# Eligible?



## dancs85 (Jul 19, 2011)

Hi guys,

I would just like to know if my Fiancee and I have a chance of being allowed to emigrate to Canada or not please. Any help/advice you could give us would be great. We have always wanted to move across and we want to start planning early. I have found some websites that calculate 'points' etc but they don't seem too reliable.

A bit of background on us both (we'll be married by the time we want to move across - 

I am 28 and a Web Developer,with 5 years + experience but no degree. I also own a property that I rent out, not sure if that counts for anything.

My Fiancee is 26 and a fully qualified ACCA accountant and she has a degree.

We would love to move to the Vancouver area. 

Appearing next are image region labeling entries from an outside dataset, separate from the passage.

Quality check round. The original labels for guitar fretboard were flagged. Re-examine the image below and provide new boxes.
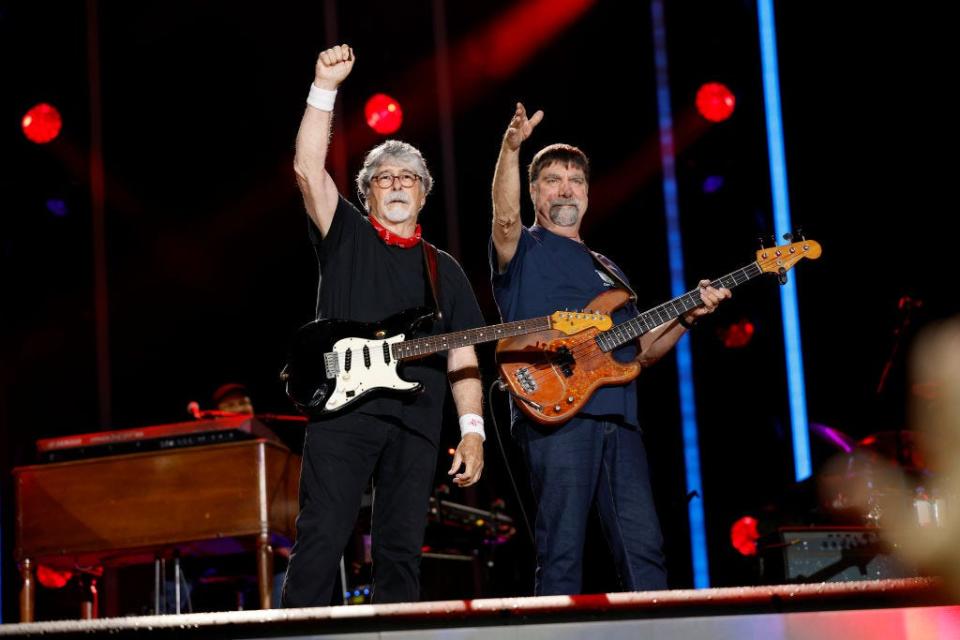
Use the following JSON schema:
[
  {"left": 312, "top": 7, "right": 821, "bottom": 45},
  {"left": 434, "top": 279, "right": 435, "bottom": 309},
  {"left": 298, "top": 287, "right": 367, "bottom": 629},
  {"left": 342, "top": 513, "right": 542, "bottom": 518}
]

Thank you very much for your help.

Dan


----------



## Auld Yin (Mar 10, 2009)

Unfortunately neither of you have occupations on THE LIST of 29 that Canada is deficient in. However not all is lost. Given your ages you will probably qualify for a WHV (Working Holiday Visa). Tou should go to the following websites for information.
Work Canada | Working Holiday Canada, live and work in canada, Seasonal Jobs Canada, Jobs in Canada
Foreign Affairs and International Trade Canada (DFAIT)

Good Luck.


----------



## dancs85 (Jul 19, 2011)

Auld Yin said:


> Unfortunately neither of you have occupations on THE LIST of 29 that Canada is deficient in. However not all is lost. Given your ages you will probably qualify for a WHV (Working Holiday Visa). Tou should go to the following websites for information.
> 
> 
> Good Luck.


Hi,

Thank you for your help.

So, is the only way to get a permanent visa to be a worker on the list you mentioned? I take it you mean, if I done one of those jobs for a living I could apply for the permanent visa and move to Canada without a job and then secure one once I go there. Safe in the knowledge that any jobs I applied for wouldn't require to get a visa for me.

And if I get a working holiday visa, come across on that I can apply for Web Developer jobs and then hopefully get full sponsorship before my holiday visa runs out, because ideally we'd like to move over for life and have children in Canada etc.

Sorry for asking so many questions and thanks again for your help.

Dan


----------



## Auld Yin (Mar 10, 2009)

dancs85 said:


> Hi,
> 
> Thank you for your help.
> 
> ...


Good Luck.


----------



## Jan74 (Jul 18, 2011)

With a job offer you can also apply straight for Permanent Residency, not just TWP.

Information about that is right on the CIC site. It has to be a bona fide job offer for an indeterminate amount of time, though, not a letter saying they intend to hire you for a short amount of time.


----------



## dancs85 (Jul 19, 2011)

Sorry not been on for a few days. 

Thanks for the extra info guys, very much appreciated. It looks like it's very much a possibility for us to move over. 

Thanks
Dan


----------